To: tutor at python.org
Subject: [Tutor] Object instances


I had thought I was developing a clue regarding objects in Python, but I ran
across an oddity today that I didn't expect.  It had seemed to me that once
an instance was created, it would have a separate data pool from any other
instance of the same object.  It would share methods, of course, but the
data assigned to it would be totally separate.  After running into peculiar
errors I now see how this is not totally true, but I would like to
understand why not.  I think I'm missing something kind of fundamental here.

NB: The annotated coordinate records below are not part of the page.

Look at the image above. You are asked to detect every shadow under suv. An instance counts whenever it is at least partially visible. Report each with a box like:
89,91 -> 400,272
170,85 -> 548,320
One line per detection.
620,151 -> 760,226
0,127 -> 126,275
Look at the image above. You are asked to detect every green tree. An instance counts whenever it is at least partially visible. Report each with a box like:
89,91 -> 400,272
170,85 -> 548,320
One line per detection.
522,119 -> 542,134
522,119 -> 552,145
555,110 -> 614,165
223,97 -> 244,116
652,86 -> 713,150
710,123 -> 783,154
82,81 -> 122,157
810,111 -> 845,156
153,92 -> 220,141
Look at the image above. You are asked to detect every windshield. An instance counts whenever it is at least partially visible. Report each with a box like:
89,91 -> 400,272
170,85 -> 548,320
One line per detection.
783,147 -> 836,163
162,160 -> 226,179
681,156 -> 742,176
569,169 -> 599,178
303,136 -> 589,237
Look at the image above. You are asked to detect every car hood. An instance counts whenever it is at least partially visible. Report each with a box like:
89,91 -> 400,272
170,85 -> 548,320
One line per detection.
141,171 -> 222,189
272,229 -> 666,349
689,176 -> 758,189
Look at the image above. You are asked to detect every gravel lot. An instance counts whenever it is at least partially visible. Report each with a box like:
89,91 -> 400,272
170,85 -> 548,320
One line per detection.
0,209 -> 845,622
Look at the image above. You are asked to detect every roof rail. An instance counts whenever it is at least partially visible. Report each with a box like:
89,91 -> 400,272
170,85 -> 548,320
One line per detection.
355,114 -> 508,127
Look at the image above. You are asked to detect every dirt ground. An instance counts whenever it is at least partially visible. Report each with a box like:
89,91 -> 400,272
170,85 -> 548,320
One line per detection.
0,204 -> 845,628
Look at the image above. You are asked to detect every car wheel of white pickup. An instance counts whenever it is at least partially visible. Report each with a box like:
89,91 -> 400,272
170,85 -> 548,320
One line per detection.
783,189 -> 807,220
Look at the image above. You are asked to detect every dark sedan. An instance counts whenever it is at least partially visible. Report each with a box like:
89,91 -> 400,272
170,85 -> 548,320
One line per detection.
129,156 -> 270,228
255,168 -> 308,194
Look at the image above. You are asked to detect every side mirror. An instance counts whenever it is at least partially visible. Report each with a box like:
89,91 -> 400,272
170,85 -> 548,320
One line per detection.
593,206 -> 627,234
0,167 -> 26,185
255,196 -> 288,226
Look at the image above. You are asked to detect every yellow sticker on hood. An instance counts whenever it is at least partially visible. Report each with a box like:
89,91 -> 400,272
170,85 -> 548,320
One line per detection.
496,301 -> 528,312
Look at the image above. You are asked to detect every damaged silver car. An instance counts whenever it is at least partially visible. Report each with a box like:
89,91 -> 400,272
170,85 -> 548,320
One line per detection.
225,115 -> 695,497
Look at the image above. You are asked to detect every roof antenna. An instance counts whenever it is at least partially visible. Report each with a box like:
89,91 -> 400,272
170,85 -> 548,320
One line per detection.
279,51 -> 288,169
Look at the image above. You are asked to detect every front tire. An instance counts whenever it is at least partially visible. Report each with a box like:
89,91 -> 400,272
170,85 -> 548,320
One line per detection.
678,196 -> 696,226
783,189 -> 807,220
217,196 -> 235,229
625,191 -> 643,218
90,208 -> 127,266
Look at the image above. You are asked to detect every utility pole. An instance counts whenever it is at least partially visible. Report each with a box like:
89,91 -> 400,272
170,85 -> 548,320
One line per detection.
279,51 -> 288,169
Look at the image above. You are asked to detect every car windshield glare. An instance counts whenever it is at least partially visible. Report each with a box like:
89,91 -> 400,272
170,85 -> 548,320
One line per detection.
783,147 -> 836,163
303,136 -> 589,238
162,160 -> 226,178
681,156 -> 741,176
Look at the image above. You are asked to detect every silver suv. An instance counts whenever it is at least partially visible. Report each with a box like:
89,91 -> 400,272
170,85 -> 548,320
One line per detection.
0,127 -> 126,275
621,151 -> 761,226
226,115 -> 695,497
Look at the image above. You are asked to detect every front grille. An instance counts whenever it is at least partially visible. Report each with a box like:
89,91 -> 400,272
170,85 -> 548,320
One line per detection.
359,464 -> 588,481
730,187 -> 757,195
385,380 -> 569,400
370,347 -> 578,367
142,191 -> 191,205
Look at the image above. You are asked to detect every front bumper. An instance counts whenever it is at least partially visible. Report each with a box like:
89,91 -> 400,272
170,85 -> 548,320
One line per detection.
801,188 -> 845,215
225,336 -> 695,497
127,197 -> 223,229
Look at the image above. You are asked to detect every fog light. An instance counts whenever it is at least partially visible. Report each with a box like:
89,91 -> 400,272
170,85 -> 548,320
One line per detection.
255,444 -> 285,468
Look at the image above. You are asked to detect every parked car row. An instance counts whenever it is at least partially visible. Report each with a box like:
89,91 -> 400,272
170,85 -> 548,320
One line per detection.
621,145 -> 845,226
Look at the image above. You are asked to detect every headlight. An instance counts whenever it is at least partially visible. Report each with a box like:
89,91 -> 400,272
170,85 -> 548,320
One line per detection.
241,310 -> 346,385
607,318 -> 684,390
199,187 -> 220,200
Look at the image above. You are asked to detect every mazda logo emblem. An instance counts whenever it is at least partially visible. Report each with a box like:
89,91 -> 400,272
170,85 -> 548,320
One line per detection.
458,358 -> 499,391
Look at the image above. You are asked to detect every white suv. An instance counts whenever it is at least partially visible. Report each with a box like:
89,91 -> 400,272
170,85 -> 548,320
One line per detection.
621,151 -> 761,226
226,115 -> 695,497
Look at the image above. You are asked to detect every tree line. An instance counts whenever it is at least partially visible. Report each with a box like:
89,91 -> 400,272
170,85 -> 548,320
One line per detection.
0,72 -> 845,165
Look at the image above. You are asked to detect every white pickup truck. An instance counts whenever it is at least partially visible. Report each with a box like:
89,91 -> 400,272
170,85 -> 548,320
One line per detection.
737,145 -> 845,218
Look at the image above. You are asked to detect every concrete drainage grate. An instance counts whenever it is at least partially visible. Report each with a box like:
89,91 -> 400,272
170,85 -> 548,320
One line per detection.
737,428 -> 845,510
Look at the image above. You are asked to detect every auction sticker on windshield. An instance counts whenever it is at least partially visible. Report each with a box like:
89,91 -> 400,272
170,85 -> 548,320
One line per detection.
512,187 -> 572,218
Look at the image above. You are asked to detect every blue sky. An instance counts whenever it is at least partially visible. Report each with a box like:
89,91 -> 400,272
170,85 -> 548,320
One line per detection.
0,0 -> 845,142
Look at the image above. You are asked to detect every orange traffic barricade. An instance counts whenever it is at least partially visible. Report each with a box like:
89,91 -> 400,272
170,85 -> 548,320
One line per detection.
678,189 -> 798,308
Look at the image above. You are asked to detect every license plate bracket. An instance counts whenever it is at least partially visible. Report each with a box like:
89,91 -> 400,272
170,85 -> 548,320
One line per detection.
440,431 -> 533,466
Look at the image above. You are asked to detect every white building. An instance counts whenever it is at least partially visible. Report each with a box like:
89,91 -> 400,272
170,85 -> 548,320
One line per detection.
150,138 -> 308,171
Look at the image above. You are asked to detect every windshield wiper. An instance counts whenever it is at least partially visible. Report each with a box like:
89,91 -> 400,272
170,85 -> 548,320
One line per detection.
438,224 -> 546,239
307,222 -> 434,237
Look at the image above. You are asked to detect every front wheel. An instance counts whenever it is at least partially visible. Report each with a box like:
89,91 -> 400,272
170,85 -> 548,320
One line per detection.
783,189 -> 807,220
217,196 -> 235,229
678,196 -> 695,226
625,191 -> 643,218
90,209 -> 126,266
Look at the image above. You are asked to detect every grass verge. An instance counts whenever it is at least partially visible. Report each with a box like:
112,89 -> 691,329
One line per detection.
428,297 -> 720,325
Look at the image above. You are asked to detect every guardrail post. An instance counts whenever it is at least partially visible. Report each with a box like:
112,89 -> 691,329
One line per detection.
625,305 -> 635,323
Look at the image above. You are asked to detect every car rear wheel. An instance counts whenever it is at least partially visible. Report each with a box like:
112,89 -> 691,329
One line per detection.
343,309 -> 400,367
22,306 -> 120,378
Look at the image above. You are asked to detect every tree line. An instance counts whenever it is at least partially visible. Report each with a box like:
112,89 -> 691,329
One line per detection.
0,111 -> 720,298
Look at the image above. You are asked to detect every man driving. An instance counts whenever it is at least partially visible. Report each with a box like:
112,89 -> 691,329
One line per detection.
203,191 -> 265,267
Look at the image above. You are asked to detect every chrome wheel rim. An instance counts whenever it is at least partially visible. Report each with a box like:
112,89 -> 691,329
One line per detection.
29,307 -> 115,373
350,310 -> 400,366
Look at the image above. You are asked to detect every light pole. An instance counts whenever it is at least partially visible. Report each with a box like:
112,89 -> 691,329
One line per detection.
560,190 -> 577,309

The following is my toy example:


In [1]: class test(object):
   ...:     testlist = []
   ...:

In [2]: c1 = test()

In [3]: c1.testlist.append(0)

In [4]: c2 = test()

In [5]: c2.testlist
Out[5]: [0]

In this example, I create two instances of the object test, assigned data to
c1.testlist and it shows up in the other instance, c2. 
Typically, I have been assigning values within an object from being passed
in via __init__, but it seemed like it wasn't really necessary for this
particular kind of object.  In my next example, I show the creation of
testlist via an __init__ and all goes as I expected.


In [10]: class test(object):
   ....:     def __init__(self):
   ....:         self.testlist = []
   ....:

In [11]: c1 = test()

In [12]: c2 = test()

In [13]: c1.testlist.append(0)

In [14]: c2.testlist
Out[14]: []

So, I can see the error of my ways.  I can also see that this behavior gives
me an opportunity to globally change a value in all of the object instances,
if I ever had to do something like that.  I just don't have a clue as to why
objects were designed this way.

Can anyone point me in the right direction?